Device Deactivation and Allied Health Professionals July 5, 2010

The Heart Rhythm Society’s Expert Consensus Statement on the Management of Cardiovascular Implantable Electronic Devices (CIEDs) in patients nearing end of life or requesting withdrawal of therapy was released at the society’s 31^st Annual Scientific Sessions in Denver.

 For decades, CIEDs – pacemakers, implantable cardioverter-defibrillators, and more recently cardiac resynchronization therapy devices – have proven to save lives in various populations at risk of serious heart rhythm disorders. As indications for device therapy continues to expand, the population of patients with these devices continues to grow.

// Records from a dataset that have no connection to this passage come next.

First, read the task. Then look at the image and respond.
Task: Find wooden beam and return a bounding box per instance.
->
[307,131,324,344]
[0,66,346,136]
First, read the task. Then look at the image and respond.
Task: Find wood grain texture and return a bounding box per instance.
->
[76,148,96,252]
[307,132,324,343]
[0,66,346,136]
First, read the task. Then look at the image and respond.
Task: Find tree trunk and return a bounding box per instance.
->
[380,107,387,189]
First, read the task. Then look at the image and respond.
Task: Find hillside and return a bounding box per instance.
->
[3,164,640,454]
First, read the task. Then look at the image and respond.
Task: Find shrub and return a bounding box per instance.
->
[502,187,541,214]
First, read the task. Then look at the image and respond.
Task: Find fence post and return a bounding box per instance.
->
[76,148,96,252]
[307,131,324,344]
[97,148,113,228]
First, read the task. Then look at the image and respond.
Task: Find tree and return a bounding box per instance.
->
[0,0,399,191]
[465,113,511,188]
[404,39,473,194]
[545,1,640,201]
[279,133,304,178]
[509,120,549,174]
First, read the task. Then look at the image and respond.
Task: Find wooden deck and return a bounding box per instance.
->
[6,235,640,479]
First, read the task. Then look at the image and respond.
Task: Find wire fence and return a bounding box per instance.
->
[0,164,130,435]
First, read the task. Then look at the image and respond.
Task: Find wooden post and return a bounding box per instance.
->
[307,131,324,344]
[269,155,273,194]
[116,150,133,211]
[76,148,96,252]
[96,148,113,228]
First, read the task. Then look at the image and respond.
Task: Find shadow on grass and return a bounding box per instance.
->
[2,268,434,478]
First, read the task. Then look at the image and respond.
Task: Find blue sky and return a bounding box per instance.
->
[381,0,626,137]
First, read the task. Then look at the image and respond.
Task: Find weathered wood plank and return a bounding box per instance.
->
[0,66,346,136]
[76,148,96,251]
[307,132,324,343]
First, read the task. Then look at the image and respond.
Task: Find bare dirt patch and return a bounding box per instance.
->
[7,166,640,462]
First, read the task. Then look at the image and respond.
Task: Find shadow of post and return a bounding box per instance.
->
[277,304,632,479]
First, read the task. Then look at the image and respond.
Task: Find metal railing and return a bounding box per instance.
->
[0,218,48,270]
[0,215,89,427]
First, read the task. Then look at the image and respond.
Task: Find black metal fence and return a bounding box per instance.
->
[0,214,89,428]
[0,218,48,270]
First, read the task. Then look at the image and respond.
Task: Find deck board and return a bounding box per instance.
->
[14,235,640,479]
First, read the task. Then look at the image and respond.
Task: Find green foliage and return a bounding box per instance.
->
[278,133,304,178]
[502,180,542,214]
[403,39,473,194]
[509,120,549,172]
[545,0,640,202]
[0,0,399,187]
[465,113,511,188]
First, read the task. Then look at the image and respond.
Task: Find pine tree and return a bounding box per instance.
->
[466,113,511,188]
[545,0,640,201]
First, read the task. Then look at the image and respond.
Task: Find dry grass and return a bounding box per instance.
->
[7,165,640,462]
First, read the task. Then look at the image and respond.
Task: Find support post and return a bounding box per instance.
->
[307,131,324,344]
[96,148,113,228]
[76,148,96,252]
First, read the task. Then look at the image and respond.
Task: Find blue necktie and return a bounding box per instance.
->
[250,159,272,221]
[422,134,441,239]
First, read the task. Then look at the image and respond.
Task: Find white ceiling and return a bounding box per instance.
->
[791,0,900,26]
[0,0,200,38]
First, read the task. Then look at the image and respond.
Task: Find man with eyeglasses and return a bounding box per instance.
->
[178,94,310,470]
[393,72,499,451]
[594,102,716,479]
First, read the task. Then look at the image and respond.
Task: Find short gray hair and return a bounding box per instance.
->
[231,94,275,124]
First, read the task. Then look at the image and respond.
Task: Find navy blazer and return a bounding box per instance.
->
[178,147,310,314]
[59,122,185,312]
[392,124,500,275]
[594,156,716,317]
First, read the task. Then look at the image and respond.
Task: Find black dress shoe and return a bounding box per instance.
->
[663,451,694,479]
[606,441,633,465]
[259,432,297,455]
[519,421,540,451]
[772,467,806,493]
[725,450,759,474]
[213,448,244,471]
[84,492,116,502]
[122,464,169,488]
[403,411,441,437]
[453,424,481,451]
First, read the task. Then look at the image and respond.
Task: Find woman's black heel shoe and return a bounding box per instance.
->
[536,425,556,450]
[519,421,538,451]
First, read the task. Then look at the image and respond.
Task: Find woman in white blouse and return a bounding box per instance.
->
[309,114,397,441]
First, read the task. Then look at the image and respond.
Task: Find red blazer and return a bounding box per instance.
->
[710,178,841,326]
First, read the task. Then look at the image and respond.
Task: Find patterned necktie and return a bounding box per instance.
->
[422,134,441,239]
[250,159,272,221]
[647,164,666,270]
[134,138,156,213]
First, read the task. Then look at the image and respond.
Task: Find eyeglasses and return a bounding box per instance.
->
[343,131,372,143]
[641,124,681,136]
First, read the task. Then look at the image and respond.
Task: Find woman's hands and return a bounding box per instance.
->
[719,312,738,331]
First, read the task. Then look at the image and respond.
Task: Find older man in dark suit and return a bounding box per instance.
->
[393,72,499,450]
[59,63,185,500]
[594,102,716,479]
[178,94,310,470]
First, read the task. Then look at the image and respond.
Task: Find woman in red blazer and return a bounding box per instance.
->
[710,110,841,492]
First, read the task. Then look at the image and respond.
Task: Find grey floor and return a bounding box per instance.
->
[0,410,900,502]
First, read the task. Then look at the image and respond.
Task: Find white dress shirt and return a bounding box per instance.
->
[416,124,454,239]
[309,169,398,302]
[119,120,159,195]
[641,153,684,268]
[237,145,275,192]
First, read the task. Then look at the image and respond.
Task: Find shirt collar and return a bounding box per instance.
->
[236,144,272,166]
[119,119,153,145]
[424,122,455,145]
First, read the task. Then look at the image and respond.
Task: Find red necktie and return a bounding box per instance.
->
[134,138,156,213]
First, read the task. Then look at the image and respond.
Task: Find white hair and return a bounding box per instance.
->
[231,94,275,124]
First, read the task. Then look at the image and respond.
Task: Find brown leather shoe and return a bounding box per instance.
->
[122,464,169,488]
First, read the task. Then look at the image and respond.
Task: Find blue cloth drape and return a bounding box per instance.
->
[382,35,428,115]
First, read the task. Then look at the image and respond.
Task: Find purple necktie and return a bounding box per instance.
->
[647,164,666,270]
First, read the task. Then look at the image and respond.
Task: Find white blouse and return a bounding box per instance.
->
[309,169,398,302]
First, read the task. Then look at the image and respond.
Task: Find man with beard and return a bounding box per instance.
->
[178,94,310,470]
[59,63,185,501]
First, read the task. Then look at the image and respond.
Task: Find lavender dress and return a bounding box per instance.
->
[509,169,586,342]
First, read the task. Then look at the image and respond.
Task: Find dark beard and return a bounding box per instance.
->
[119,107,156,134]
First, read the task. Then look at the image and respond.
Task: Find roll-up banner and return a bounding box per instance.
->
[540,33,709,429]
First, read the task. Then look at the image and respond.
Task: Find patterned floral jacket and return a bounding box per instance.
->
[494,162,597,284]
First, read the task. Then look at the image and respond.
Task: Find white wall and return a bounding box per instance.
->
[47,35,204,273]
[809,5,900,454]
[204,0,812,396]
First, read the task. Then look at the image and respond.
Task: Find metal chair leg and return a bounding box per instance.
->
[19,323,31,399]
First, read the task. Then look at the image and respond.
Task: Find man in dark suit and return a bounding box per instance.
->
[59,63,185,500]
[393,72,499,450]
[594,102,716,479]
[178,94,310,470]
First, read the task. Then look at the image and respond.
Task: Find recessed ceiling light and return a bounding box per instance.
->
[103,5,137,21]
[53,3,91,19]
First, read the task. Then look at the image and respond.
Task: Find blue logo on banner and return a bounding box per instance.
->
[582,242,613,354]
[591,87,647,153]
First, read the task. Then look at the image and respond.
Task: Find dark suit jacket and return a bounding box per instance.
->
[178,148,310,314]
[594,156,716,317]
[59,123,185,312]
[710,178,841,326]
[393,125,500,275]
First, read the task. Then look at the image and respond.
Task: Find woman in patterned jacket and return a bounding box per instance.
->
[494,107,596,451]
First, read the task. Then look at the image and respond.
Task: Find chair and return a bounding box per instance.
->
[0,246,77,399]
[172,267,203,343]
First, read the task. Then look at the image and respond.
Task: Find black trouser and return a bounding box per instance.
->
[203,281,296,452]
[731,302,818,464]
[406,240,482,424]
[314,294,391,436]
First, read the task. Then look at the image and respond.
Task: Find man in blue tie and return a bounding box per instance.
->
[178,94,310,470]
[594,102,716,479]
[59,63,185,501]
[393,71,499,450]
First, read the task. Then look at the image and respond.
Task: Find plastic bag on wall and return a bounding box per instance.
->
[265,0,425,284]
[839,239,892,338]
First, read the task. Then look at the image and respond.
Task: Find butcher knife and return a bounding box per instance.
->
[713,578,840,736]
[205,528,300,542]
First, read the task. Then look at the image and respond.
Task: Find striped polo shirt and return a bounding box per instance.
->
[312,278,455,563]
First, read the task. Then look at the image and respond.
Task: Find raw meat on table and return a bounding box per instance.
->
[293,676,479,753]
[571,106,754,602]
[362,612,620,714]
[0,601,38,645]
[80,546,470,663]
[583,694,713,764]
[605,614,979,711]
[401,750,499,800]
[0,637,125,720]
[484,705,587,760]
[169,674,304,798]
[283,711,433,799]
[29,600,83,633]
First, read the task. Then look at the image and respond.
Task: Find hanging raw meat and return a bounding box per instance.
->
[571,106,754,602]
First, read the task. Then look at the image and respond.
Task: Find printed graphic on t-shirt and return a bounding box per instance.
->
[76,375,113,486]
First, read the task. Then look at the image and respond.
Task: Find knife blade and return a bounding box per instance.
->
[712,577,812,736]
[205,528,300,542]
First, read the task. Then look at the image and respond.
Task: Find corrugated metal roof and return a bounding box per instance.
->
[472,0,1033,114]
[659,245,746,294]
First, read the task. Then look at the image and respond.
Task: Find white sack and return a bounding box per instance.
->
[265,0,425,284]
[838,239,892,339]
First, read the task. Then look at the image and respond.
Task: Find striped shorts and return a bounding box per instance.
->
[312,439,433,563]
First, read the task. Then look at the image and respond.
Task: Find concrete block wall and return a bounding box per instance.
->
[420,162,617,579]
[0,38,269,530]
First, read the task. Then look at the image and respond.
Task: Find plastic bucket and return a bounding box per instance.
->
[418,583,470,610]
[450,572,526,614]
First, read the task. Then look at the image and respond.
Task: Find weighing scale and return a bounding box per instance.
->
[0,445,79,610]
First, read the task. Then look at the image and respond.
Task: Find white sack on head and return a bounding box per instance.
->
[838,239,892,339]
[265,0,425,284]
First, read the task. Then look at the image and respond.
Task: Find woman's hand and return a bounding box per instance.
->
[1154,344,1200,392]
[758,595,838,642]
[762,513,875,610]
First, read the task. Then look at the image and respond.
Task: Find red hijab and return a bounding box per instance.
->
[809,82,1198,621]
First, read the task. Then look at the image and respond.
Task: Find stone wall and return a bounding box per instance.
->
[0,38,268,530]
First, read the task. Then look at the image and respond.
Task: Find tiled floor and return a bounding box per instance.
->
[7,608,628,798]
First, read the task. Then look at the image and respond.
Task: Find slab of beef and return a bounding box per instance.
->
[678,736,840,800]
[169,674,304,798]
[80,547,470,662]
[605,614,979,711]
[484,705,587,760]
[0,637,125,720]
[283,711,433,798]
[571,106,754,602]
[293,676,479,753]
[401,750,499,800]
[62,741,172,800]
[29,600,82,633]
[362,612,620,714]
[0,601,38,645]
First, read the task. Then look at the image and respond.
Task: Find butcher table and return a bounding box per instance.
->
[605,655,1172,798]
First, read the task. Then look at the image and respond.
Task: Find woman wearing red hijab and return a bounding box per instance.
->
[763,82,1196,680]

 The Society’s new consensus statement is the first to offer clinicians and industry guidance on the management of CIEDs in those patients who are at the end of their lives or requesting withdrawal of device therapy. This post discusses the document’s merits for the allied professional.

 Allied health professionals (APs), referred throughout the Consensus Statement as “clinicians,” along with physicians and other cardiac and patient care givers will find that it is not uncommon to encounter patients who are approaching the end of life and request device deactivation and/or withdrawal. This report is of particular relevance and interest to both clinicians and industry employed allied professional personnel as it reviews the fundamental principles of device deactivation from an ethical and legal perspective, while providing communication and management strategies on caring for patients who request device deactivation.       

 Among the many issues that the Consensus Statement addresses are:

• How should we, as allied professionals, manage and care for these patients?  
• How do we respect the values and attitudes of patients from different cultures or religions? 
• What is our role in deactivating devices?  
• What if we are not comfortable turning a device off?

The five key points from this document that affect our practice are:

 1. The document recognizes the vital role that clinical (“clinicians”) or industry employed allied professionals play in patient care, education and device management.

 2. Emphasis is placed on proactive discussion with patients to minimize ethical dilemmas. It recommends that we begin discussion with patients about their options and alternative therapies at the time of device implant, such as establishing advanced directives that include addressing the management of the implantable device when the patient is nearing end of life or has terminal illness. 

 3. We need to recognize that from an ethical and legal perspective, patients do have a personal right to refuse or request withdrawal of treatment.

 4. Clinicians and industry-employed APs can choose not to participate in device deactivation without needing to be removed from the patient’s care process, as long as adequate arrangement is made to transfer care to another clinician.   

 5. It is important that established protocols should be in place at each institution regarding withdrawal of therapies, including device deactivation.  
Allied professionals can learn more about the issues involved with device deactivation in patients nearing the end of life by reading the Consensus Statement and sharing their experiences with each other. We also invite you to periodically check in with the Society’s Clinical Documents webpage for future developments regarding the consensus statement.

 How do you foresee this guidance helping you in your practice?